Training an Arabic LLM that reflects local values

Training an Arabic LLM that reflects local values

Training an Arabic LLM that reflects local values
The Arab world did not play a key role in the PC, internet and mobile eras. In the AI era, it will be different. (Shutterstock)
Short Url

Advances in the large language models that underpin generative AI are changing everything, from medicine and education to entertainment.

Our relationship with technology is becoming more intimate as machines change from passive tools into active assistants that amplify our innate human abilities.

This new era poses both a challenge and an opportunity for the Middle East.

The challenge is that leaders in this new field, like OpenAI’s ChatGPT and Google’s Gemini, come from Silicon Valley, or from China, where my team at 01.AI has built models that rival the Americans.

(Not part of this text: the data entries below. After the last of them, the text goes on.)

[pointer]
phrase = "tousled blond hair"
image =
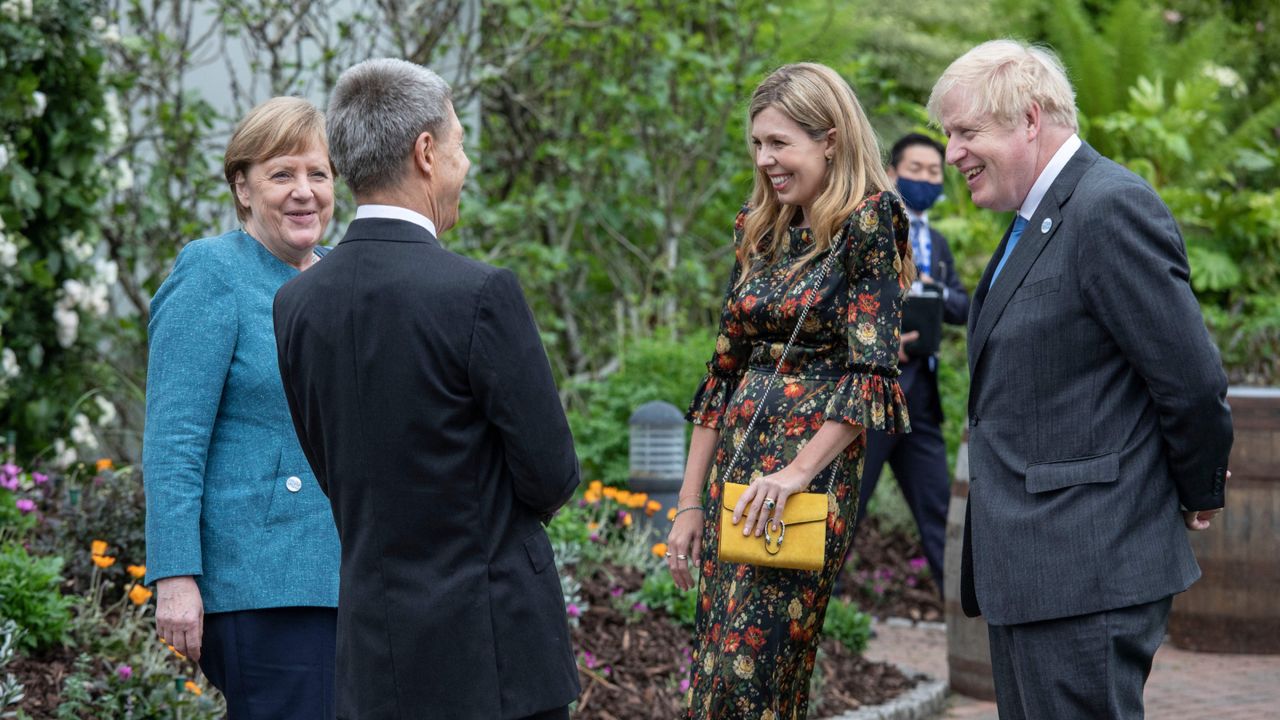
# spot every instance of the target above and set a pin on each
(1004, 78)
(817, 99)
(280, 126)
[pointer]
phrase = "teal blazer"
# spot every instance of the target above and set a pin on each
(231, 497)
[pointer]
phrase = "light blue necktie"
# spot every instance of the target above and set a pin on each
(1019, 226)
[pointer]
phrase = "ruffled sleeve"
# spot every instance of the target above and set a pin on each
(868, 393)
(732, 350)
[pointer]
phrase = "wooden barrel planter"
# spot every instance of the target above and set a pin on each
(968, 645)
(1234, 606)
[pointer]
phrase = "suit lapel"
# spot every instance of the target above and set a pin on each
(1040, 231)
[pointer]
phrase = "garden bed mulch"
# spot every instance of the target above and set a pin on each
(886, 575)
(635, 670)
(41, 678)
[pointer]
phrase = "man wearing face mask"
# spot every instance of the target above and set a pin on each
(919, 459)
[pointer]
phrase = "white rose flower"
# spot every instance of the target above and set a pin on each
(82, 432)
(63, 456)
(67, 322)
(9, 367)
(106, 414)
(8, 253)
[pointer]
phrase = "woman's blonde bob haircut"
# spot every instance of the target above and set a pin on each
(280, 126)
(1002, 78)
(817, 99)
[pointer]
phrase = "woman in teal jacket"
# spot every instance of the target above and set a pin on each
(241, 541)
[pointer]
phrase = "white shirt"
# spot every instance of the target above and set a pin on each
(396, 213)
(1048, 174)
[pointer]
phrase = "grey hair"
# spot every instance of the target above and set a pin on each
(376, 110)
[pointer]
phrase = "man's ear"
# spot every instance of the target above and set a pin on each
(1032, 121)
(424, 153)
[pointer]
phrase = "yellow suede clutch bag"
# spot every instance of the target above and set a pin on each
(798, 541)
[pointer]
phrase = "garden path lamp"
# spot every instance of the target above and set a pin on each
(657, 456)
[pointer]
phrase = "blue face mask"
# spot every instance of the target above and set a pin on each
(919, 195)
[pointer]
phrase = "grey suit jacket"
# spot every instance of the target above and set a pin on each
(1097, 406)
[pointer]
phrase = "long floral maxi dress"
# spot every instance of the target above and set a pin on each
(758, 628)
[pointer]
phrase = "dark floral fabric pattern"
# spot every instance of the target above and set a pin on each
(758, 628)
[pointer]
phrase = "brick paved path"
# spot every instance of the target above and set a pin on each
(1183, 686)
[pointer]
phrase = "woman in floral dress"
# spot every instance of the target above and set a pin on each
(818, 185)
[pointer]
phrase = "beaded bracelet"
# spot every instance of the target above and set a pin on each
(688, 509)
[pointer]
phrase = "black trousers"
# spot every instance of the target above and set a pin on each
(919, 463)
(1083, 668)
(273, 664)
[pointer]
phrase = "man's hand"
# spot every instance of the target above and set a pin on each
(181, 614)
(903, 342)
(1200, 519)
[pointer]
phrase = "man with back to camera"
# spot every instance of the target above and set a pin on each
(1098, 429)
(919, 459)
(425, 404)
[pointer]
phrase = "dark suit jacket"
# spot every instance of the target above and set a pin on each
(423, 397)
(1097, 405)
(918, 381)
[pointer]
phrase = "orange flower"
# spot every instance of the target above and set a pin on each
(140, 595)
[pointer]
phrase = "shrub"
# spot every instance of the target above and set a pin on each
(28, 587)
(848, 624)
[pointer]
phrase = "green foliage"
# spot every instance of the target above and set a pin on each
(53, 294)
(652, 369)
(659, 591)
(848, 624)
(31, 596)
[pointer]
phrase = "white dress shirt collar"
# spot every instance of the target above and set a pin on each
(396, 213)
(1048, 174)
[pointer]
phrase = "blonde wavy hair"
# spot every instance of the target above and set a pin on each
(817, 99)
(1002, 78)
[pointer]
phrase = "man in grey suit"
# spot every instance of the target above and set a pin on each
(1098, 429)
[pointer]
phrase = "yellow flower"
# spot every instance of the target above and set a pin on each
(140, 595)
(865, 333)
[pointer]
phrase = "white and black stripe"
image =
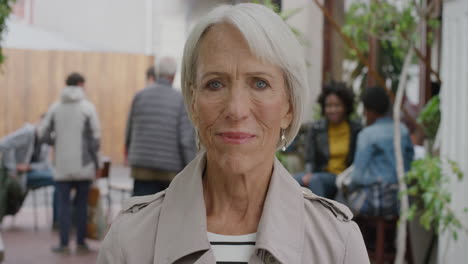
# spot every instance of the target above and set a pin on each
(232, 249)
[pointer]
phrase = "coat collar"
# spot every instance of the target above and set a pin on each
(182, 223)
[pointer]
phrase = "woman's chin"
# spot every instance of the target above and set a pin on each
(236, 161)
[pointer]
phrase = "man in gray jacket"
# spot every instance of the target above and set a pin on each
(159, 137)
(74, 125)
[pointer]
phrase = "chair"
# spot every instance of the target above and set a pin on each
(383, 230)
(33, 188)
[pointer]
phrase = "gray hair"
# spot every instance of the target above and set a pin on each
(268, 37)
(167, 67)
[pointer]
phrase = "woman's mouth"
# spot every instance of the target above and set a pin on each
(236, 137)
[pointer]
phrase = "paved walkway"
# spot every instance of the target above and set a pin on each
(24, 245)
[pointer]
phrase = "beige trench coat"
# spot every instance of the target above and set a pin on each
(296, 226)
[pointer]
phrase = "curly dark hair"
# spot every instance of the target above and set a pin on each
(343, 92)
(74, 79)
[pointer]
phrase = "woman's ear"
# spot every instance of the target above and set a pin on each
(287, 118)
(193, 108)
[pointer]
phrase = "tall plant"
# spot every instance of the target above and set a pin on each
(394, 28)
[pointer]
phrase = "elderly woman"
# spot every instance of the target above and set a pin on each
(244, 82)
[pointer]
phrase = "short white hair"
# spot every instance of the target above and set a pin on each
(268, 37)
(166, 67)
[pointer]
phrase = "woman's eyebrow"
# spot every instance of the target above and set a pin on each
(259, 73)
(215, 73)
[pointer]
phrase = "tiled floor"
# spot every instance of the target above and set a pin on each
(24, 245)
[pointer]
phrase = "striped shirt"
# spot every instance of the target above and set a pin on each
(232, 249)
(159, 133)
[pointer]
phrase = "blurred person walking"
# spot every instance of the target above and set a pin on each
(74, 125)
(159, 136)
(373, 190)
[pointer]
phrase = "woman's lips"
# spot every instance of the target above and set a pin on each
(236, 137)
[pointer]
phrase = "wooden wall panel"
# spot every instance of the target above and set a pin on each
(31, 80)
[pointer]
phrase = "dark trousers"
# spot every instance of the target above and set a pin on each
(42, 178)
(81, 209)
(149, 187)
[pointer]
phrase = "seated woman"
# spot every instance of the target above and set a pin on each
(330, 142)
(243, 82)
(373, 190)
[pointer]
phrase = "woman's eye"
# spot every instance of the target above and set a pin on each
(260, 84)
(215, 85)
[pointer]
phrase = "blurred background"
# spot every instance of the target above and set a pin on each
(361, 43)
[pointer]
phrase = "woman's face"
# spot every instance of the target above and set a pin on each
(240, 103)
(334, 109)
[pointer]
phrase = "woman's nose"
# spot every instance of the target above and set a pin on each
(238, 103)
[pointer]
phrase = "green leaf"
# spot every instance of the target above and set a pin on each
(285, 15)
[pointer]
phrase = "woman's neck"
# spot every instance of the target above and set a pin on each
(234, 200)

In Europe, too, startups such as France’s Mistral have entered the race.

The opportunity is for the Middle East to join this league and make sure its voice is heard.

Inspired by my latest trip to Riyadh, I decided to test how the current crop of AI models would handle a simple request. I imagined myself as a young Saudi getting ready to host a dinner party and asked ChatGPT to prepare a menu.

The food it recommended sounded delicious — stuffed grape leaves, tabouleh salad, mandi and stuffed dates. But the beverages were a problem.

Aside from drinks such as mint lemonade and jallab, a mixture of dates, grape molasses and rose water, ChatGPT also offered this: “For alcoholic beverages, you could offer a selection of international wines, beers, or non-alcoholic mocktails.”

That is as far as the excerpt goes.